The two key people at a dining in were the Captain and a junior officer who was designated as "Mr. (or Ms.) Vice." Mr. Vice was the enforcer of the rules of the occasion and he levied fines for not wearing the uniform correctly or swearing or not toasting with a full glass or smoking when not authorized.
There was a cocktail hour before the dinner, then the dinner began. The main course was always roast beef, with the first slice served to the Captain, who tasted it and then pronounced: "This beef is fit for human consumption." As the meal went on, Mr. Vice turned to his main duty, which was making sure everyone got shitfaced. This was done by frequent toasts, first to the President of the United States, then to the Commodore (if he attended the dinner) and then to the Captain. After that, the toasts were up to the imagination of Mr. Vice.
The best toast I ever heard was: "To the Russian Navy, for without them, we'd all be in the Coast Guard." One lieutenant was aghast at that toast, but the Captain thought it was very appropriate.
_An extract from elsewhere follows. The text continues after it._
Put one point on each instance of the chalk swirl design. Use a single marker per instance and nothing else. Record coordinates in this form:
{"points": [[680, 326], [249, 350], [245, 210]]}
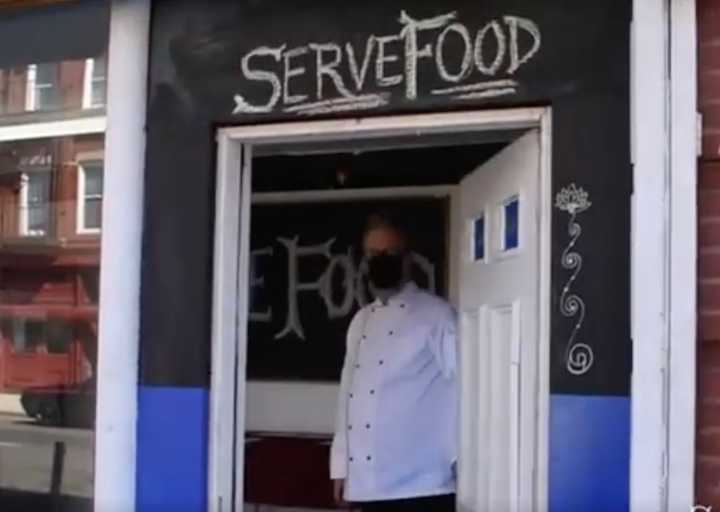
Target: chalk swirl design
{"points": [[579, 356]]}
If you read this, it probably will not surprise you to learn that the officer who made the toast was an OCS grad who got out after six years and the aghast LT was a Boat School grad who eventually became a flag officer.
The amount of drinking at a dining in began to taper off in the mid 1980s when the Navy started to get really serious about drinking and driving and then drinking in general. Up until then, getting blasted on shore leave/liberty ("shore leave" was the term for officers, "liberty" was the term for enlisted, though the colloquial term was "hitting the beach") was sort of a badge of honor, as in "it takes a real sailor to get blasted on the beach."
One time I drove a shipmate to his house after a dining in, because I had been careful with my drinking and he hadn't. I had a fairly new car at the time, the first new car I ever owned, and I told him that if he puked in my car, I was going to roll him into a drainage ditch and stand on his head. He didn't puke; I got him to his house and his thoroughly disgusted wife (it was well after midnight) and I managed to get his carcass inside the house. We dumped him on the living room floor, she threw a blanket over him, took his shoes off, put a pillow under his head and somewhat sarcastically thanked me for bringing him home.